Cette inquiétude n'est qu'amplifiée par les prix élevés associés à certaines des sept grandes capitalisations technologiques, qui ont un impact considérable sur les performances du marché. D'un autre côté, des bénéfices élevés pourraient signifier que les actions restent chères pour de bonnes raisons. "Tant que la croissance des bénéfices continue de s'améliorer, les investisseurs peuvent être prêts à supporter des valorisations plus élevées", explique M. Clissold.

Les actions sont-elles trop chères, trop bon marché ou juste ce qu'il faut ? Voici ce que les investisseurs doivent savoir.

Comment mesurer la valeur boursière

Les analystes utilisent différentes méthodes pour déterminer si les actions individuelles ou le marché dans son ensemble sont surévalués, sous-évalués ou évalués de manière équitable. La plupart d'entre elles consistent à comparer les fondamentaux d'une action ou d'un indice à son cours pour déterminer si les investisseurs paient plus ou moins que ce que l'action ou l'indice vaut.

L'un des moyens les plus courants de déterminer l'évaluation d'une action est le ratio cours/bénéfice, qui se calcule en divisant le prix de l'action par ses bénéfices.
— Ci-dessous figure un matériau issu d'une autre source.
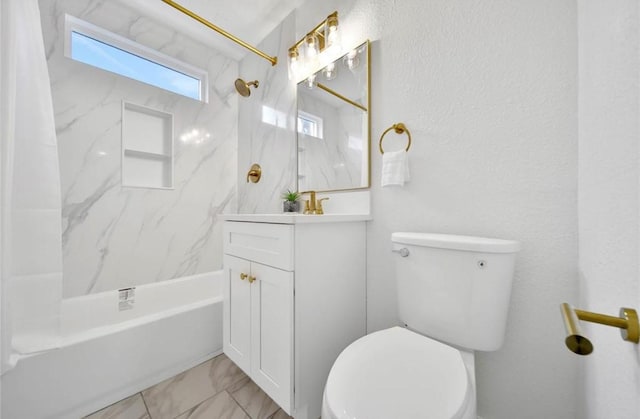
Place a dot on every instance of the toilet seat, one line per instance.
(397, 373)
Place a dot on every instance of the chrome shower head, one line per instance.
(243, 87)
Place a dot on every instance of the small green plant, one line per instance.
(290, 195)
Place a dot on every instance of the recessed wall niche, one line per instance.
(147, 147)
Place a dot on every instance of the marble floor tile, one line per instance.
(129, 408)
(253, 400)
(280, 414)
(178, 394)
(220, 406)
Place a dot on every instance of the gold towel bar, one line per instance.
(399, 128)
(272, 60)
(578, 343)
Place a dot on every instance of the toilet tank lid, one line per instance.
(448, 241)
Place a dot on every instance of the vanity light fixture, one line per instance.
(305, 54)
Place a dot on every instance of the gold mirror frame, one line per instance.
(366, 107)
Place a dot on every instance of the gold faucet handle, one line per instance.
(319, 209)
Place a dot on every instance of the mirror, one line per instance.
(333, 125)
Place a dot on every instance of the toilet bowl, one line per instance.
(453, 296)
(398, 373)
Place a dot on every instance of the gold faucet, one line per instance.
(311, 205)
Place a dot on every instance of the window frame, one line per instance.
(74, 24)
(317, 120)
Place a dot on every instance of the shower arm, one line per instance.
(272, 60)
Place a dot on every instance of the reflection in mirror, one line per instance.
(333, 125)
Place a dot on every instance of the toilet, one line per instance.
(453, 297)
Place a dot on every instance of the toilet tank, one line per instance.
(455, 289)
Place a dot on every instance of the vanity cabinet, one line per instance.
(294, 298)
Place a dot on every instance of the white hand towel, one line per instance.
(395, 168)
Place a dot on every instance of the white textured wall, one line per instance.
(609, 106)
(488, 90)
(115, 236)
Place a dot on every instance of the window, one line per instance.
(100, 48)
(310, 125)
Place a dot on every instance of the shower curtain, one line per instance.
(30, 220)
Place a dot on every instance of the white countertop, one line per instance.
(296, 218)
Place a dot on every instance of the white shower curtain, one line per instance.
(31, 249)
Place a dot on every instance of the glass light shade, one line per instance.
(312, 47)
(294, 64)
(330, 71)
(310, 81)
(351, 60)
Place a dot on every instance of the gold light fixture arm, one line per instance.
(339, 96)
(576, 342)
(272, 60)
(317, 32)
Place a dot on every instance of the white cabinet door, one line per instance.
(237, 312)
(272, 333)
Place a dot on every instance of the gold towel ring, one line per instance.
(400, 128)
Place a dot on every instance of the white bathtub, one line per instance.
(109, 354)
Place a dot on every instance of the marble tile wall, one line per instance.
(271, 146)
(333, 161)
(115, 236)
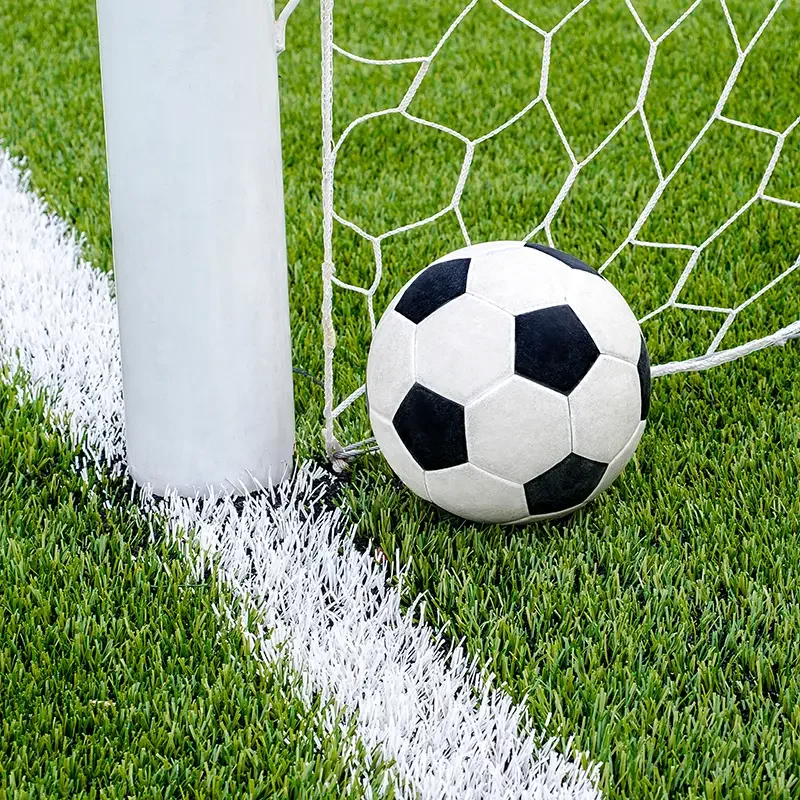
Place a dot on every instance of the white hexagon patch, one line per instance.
(605, 409)
(518, 430)
(464, 348)
(470, 492)
(390, 366)
(519, 280)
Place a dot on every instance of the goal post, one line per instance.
(194, 156)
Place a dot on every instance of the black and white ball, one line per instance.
(508, 382)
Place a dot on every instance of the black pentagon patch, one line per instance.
(564, 258)
(438, 284)
(432, 429)
(568, 484)
(554, 348)
(644, 378)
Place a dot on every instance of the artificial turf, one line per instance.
(660, 626)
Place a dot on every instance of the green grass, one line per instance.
(660, 625)
(117, 677)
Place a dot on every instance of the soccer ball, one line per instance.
(508, 382)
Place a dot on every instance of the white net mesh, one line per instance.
(655, 221)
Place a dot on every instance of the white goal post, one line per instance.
(194, 152)
(193, 139)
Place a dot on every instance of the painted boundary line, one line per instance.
(327, 608)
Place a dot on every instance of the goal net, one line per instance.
(658, 140)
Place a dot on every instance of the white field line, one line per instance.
(328, 609)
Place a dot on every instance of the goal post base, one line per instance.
(194, 154)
L'utilisation des bénéfices passés permet aux observateurs du marché d'avoir un meilleur aperçu du contexte historique d'une action, tandis que l'utilisation des estimations des bénéfices futurs (ou à venir) est une meilleure façon de réfléchir à la manière dont l'action se comportera à l'avenir.

Morningstar US Market Index: Price to Earnings Ratio

Source: Morningstar Direct, February 29, 2024

À la fin du mois de février, l'indice du marché américain affichait un ratio C/B de 24,01. Au cours de la dernière décennie, ce ratio a atteint 28,61 en mars 2021 et a chuté à 16,72 en décembre 2018.
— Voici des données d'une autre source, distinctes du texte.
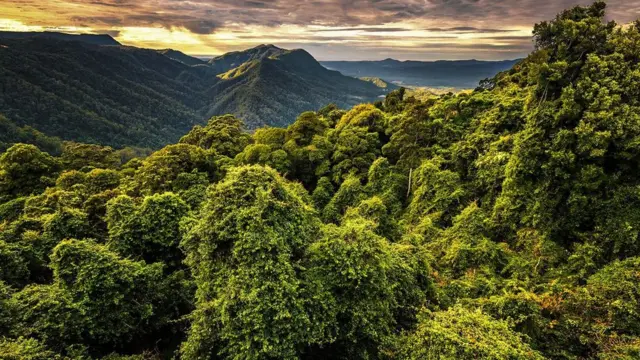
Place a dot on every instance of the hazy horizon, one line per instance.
(331, 30)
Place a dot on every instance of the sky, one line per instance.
(328, 29)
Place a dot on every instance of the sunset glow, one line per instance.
(330, 30)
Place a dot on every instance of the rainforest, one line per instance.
(498, 223)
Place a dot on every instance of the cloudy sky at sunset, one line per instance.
(329, 29)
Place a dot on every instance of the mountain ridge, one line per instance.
(126, 96)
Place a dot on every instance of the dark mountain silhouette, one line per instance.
(77, 88)
(458, 74)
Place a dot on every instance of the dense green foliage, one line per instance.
(497, 224)
(94, 92)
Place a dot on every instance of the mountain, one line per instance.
(112, 95)
(228, 61)
(457, 74)
(86, 88)
(181, 57)
(95, 39)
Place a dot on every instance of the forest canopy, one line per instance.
(503, 223)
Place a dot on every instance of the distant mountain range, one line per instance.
(456, 74)
(90, 88)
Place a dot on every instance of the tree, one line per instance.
(224, 134)
(244, 250)
(459, 333)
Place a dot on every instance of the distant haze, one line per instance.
(329, 29)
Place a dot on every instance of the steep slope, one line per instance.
(459, 74)
(120, 95)
(111, 95)
(95, 39)
(181, 57)
(275, 89)
(231, 60)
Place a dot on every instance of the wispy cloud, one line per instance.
(329, 29)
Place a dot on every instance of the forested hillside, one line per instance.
(461, 74)
(498, 224)
(74, 88)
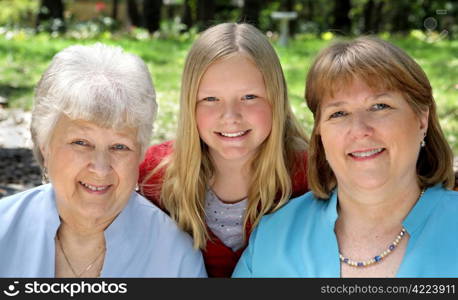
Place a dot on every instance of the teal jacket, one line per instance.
(299, 240)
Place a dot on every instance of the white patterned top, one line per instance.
(225, 219)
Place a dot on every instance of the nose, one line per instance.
(361, 126)
(100, 163)
(231, 111)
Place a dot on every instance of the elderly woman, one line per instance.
(91, 122)
(380, 171)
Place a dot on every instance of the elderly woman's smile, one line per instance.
(92, 167)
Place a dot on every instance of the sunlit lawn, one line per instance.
(23, 60)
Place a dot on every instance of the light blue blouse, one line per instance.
(299, 240)
(141, 242)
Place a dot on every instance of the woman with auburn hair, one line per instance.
(239, 152)
(380, 171)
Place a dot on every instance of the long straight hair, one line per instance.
(189, 168)
(382, 66)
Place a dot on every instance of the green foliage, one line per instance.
(14, 12)
(24, 57)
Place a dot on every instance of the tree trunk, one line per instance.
(400, 19)
(378, 17)
(114, 11)
(49, 10)
(132, 13)
(342, 22)
(205, 13)
(368, 17)
(288, 5)
(250, 12)
(187, 14)
(152, 14)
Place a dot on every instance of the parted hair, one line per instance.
(189, 168)
(96, 83)
(382, 66)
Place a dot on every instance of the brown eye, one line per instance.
(380, 106)
(337, 114)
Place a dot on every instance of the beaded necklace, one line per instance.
(379, 257)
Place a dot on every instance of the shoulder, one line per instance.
(157, 152)
(448, 199)
(153, 218)
(154, 155)
(151, 183)
(440, 193)
(296, 210)
(35, 206)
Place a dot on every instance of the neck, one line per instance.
(231, 180)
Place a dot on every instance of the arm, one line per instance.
(149, 183)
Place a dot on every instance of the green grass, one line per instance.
(23, 60)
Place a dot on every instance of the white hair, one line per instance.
(97, 83)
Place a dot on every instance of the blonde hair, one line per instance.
(96, 83)
(382, 66)
(189, 167)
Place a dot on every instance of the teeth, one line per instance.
(368, 153)
(94, 188)
(235, 134)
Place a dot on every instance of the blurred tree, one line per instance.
(289, 5)
(188, 18)
(373, 12)
(205, 13)
(152, 14)
(250, 11)
(51, 13)
(132, 13)
(401, 12)
(114, 12)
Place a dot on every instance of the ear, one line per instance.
(45, 154)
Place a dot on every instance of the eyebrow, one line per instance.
(340, 103)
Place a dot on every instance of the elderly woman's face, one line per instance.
(371, 138)
(93, 170)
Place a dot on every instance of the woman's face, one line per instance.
(233, 114)
(93, 170)
(371, 138)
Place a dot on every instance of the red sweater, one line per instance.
(220, 260)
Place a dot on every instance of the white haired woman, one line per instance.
(91, 122)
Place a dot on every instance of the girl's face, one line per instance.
(233, 115)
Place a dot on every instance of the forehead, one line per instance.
(238, 69)
(66, 126)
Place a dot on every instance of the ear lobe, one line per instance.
(44, 153)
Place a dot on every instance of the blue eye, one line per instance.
(210, 99)
(80, 143)
(379, 106)
(120, 147)
(249, 97)
(337, 114)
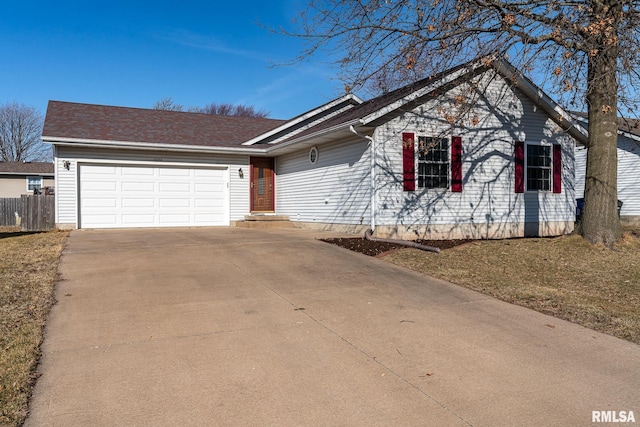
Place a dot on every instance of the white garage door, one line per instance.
(114, 196)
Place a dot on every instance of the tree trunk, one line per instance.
(600, 222)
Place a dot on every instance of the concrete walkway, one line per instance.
(228, 326)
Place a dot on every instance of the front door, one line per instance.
(262, 182)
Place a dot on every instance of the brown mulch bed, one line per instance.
(371, 248)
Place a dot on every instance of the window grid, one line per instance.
(539, 168)
(34, 183)
(433, 162)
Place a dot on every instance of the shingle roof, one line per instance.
(106, 123)
(26, 168)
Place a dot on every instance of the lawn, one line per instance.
(28, 269)
(563, 276)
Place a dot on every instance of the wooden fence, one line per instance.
(34, 213)
(9, 208)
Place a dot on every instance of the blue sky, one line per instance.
(131, 53)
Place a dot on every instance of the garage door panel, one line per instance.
(109, 220)
(175, 187)
(175, 203)
(99, 170)
(134, 171)
(138, 220)
(91, 185)
(138, 202)
(101, 203)
(137, 186)
(140, 196)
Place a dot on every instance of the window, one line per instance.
(539, 168)
(433, 162)
(34, 183)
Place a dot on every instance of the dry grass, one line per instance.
(565, 277)
(28, 269)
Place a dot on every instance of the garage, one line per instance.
(120, 196)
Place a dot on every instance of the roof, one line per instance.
(67, 120)
(134, 127)
(371, 113)
(625, 125)
(26, 168)
(397, 98)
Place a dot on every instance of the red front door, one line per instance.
(262, 183)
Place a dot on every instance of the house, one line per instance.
(628, 170)
(18, 178)
(475, 152)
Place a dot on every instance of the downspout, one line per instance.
(372, 221)
(368, 235)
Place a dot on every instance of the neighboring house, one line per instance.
(628, 171)
(18, 178)
(476, 152)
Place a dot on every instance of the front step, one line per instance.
(265, 221)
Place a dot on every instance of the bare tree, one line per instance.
(222, 109)
(20, 132)
(167, 104)
(586, 50)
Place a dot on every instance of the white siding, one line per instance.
(335, 190)
(66, 185)
(500, 115)
(628, 175)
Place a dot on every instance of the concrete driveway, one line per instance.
(229, 326)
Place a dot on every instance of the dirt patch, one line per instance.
(372, 248)
(28, 269)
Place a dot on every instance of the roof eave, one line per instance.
(76, 142)
(313, 136)
(301, 118)
(541, 99)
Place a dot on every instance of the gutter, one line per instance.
(94, 143)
En matière de valorisation, "tout est relatif", explique Adam Turnquist, stratège technique en chef chez LPL Financial. "Un ratio ne signifie rien sans contexte relatif. En général, il pense que les ratios C/B actuels montrent que le marché boursier est relativement cher.

L'indice S&P 500 se négocie à un ratio cours/bénéfice de 24,77. Ce ratio est bien supérieur à sa moyenne à long terme d'environ 19, mais proche de sa moyenne à cinq ans de 24,46, selon les données de FactSet. Le ratio a toutefois grimpé à près de 30 au printemps 2021. "Ces [valorisations] sont élevées", dit M. Clissold, "mais elles ne le sont pas historiquement".

Les analystes boursiers utilisent également d'autres mesures pour évaluer les actions, comme le ratio cours/valeur comptable ou la prime de risque des actions. Tous ces modèles visent à donner une image de la comparaison entre les fondamentaux d'une action ou d'un indice et le prix que les investisseurs sont prêts à payer pour cette action ou cet indice.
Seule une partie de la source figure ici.